Ascending Pleasures

..."All styles can come down to noise," wrote poet and critic William Empson and I think Hall's pictures are getting to that. Which is the source of their galloping power. However many objects Hall borrows from his friends to paint, however many unlikely Hollywood skyscapes he purloins from photo-books to brush in behind his tableaux, whatever the juxtaposition of garlic-and-sapphires-in-the-mud he scoops up from the San Miguel de Allende marketplace and carries home to arrange and photograph and work from, the force of the pictures lies in the ritualized syntax of his teeming surfaces. Yes, there is pleasure for the viewer in the naming of what makes up each painting, in the Edenic democracy of one thing being equal to another in any picture in the sobering equality of beauty and rot presented in deadpan motley. But that is an ascending pleasure, a pleasure encountered on the way to an eventual surrender to the overallness of Hall's pictures.
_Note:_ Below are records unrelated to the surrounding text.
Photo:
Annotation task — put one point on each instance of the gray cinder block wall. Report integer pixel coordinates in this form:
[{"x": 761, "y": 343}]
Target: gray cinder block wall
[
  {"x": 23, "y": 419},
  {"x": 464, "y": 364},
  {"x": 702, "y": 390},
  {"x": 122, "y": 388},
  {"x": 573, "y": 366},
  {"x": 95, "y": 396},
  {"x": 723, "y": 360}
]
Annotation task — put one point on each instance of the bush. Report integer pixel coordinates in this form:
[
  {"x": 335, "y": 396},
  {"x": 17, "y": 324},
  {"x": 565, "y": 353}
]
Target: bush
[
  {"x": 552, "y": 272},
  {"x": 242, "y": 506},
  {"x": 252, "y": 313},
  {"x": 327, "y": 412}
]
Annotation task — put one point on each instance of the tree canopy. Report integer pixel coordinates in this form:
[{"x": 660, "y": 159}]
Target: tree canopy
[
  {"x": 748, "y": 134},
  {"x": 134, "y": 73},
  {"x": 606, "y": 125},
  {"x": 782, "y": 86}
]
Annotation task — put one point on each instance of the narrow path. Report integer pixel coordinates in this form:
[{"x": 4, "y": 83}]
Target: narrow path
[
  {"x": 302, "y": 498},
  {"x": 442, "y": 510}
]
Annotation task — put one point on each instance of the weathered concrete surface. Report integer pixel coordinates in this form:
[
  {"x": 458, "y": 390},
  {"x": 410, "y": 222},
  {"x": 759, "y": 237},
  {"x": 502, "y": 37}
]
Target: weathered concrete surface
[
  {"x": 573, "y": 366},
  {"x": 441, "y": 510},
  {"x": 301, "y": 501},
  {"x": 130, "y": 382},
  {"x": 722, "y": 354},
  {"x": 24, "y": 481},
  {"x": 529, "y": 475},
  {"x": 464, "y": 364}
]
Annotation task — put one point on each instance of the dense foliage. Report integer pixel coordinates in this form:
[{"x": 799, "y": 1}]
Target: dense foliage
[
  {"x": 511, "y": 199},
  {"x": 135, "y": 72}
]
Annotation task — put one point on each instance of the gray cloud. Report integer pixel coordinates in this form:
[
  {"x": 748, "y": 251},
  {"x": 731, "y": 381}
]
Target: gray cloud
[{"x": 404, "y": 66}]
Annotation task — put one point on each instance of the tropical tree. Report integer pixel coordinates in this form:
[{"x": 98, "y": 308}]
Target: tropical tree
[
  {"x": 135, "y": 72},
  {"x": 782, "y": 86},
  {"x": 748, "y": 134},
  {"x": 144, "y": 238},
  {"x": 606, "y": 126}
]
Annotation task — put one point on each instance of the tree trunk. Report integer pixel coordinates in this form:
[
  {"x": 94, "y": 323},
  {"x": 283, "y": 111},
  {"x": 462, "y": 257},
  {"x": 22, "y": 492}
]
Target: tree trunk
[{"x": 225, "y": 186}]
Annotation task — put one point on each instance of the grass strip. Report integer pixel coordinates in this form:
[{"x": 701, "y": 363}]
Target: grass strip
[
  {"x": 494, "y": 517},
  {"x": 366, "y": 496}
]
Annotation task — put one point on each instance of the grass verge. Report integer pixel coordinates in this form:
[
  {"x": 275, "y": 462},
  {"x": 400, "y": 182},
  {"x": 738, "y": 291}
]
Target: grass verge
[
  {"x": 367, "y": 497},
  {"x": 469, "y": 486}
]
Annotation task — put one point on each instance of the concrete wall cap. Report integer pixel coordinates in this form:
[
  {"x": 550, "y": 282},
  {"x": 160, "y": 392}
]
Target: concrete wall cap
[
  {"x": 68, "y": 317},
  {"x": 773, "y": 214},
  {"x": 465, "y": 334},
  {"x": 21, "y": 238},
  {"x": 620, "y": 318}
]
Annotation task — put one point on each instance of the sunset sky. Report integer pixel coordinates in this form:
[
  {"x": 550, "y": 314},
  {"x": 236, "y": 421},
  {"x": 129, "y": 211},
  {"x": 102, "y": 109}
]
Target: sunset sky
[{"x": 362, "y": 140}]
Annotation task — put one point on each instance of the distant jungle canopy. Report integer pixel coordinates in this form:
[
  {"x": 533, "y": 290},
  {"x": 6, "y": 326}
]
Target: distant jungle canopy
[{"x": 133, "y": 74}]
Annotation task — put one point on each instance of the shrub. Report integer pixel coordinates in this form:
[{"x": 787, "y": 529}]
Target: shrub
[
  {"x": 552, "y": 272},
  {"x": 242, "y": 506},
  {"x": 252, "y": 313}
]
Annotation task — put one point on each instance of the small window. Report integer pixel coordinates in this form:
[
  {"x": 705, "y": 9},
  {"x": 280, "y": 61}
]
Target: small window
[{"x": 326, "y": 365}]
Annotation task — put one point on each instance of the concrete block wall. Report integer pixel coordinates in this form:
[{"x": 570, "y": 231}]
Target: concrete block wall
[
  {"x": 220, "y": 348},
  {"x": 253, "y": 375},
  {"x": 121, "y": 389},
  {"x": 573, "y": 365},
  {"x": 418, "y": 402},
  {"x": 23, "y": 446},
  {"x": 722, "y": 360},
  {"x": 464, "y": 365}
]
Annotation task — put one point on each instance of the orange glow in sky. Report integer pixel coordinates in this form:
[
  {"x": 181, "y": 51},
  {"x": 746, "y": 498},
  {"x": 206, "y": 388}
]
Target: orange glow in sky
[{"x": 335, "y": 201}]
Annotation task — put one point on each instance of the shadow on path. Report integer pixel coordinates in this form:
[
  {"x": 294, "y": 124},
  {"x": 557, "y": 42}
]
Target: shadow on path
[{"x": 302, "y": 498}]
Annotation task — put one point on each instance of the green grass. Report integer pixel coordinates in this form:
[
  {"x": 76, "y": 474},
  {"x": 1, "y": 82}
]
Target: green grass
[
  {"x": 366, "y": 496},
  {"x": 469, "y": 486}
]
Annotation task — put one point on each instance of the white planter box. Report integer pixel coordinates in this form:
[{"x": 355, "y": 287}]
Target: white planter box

As far as I can see, they are symbolist in nature, symbolism here being understood as an employment of pattern, symmetry (or near symmetry, or compositional rightness) and an elusive quasi-sense (trying to "crack" their meaning will drive you mad) in the interests of some kind of summary performance. This performance is the painter's work, a painterly validation of the artist's being-in-the-world. In just such a sense is Hall the maker of an epic, ongoing autobiography of taste and (subsequent) meaning. His tastes and his subsequent meaning. Not anybody else's.